August 4, 2014 - Civil penalty totaling $428,000 was proposed by FAA against Air Methods Corporation (Englewood, CO) for allegedly operating 2 helicopters that were not in compliance with Federal Aviation regulations. Allegations involved violation of its operations specifications by flying helicopters despite failing to perform required inspections of their Night Vision Imaging System (NVIS) Compatible Lighting Filtration (NVIS) installations. Air Methods has 30 days from receipt of letter to respond.

Federal Aviation Administration

800 Independence Ave, SW, Washington, DC, 20591, USA

Original Press Release

FAA Proposes $428,000 Civil Penalty against Air Methods Corporation

Press release date: July 31, 2014

SEATTLE – The U.S. Department of Transportation’s Federal Aviation Administration (FAA) is proposing a $428,000 civil penalty against Air Methods Corporation of Englewood, Colo., for allegedly operating two helicopters when they were not in compliance with Federal Aviation regulations.

The FAA alleges Air Methods, which provides emergency air ambulance services, violated its operations specifications by flying the helicopters despite failing to perform required inspections of their Night Vision Imaging System Compatible Lighting Filtration (NVIS) installations. The FAA also alleges the failure to perform the required inspections rendered the helicopters unairworthy.

Between June 8 and Sept. 7, 2011, Air Methods allegedly operated one of the helicopters on 489 flights totaling 144 hours when the NVIS inspections were overdue.
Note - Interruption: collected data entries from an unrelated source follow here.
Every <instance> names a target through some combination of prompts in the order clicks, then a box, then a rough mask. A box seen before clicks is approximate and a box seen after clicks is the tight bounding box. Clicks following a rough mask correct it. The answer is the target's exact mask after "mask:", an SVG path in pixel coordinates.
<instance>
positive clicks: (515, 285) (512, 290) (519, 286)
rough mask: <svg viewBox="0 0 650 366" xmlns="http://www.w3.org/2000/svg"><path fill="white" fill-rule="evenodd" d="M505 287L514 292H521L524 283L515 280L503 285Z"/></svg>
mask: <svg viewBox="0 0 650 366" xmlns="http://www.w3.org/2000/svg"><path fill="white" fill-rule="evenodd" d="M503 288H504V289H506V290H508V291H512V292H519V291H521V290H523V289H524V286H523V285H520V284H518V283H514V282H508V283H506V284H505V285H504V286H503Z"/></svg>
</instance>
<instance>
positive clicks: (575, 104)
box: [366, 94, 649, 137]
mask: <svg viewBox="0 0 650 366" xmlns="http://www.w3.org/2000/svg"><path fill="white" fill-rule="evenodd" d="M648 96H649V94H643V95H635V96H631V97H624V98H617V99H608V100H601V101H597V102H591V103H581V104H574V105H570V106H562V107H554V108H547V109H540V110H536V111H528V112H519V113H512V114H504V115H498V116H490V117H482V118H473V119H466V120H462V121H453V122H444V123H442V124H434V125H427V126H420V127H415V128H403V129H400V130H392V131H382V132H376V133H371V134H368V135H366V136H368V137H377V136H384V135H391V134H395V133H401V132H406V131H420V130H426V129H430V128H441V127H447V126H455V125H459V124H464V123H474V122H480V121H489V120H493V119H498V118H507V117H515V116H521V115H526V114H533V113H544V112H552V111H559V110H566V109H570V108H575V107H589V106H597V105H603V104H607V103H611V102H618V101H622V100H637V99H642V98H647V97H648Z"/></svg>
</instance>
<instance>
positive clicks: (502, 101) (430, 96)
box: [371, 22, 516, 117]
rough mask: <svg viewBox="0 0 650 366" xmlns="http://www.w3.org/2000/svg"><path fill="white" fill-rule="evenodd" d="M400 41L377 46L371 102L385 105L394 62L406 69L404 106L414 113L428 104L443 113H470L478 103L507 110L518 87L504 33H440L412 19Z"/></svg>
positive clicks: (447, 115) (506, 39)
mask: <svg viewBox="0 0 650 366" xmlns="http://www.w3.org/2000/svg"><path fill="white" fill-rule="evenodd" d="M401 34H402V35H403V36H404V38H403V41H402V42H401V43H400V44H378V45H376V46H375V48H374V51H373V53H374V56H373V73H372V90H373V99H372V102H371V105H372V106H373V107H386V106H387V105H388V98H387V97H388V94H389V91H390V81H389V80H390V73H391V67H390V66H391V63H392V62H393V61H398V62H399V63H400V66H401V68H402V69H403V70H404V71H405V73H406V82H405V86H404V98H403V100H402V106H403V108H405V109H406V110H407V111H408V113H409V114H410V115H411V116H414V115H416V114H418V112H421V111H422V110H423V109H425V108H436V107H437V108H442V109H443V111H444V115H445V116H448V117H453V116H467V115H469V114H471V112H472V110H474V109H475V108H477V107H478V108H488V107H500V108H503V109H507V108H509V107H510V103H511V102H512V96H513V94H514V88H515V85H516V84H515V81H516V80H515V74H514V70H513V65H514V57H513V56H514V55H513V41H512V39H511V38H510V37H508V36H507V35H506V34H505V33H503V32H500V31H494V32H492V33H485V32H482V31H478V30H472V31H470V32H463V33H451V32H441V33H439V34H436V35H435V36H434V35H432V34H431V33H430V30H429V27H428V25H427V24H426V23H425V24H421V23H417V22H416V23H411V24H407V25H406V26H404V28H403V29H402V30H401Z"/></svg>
During the same period, it allegedly operated the other helicopter on 431 flights totaling 139 hours when the inspections were overdue.

“Operators must be vigilant when maintaining aircraft, especially companies that have people in their care,” said FAA Administrator Michael Huerta. “It’s critical that operators perform required inspections of their safety systems to ensure they’re working as intended.”

Air Methods has 30 days from the receipt of the FAA enforcement letter to respond to the agency.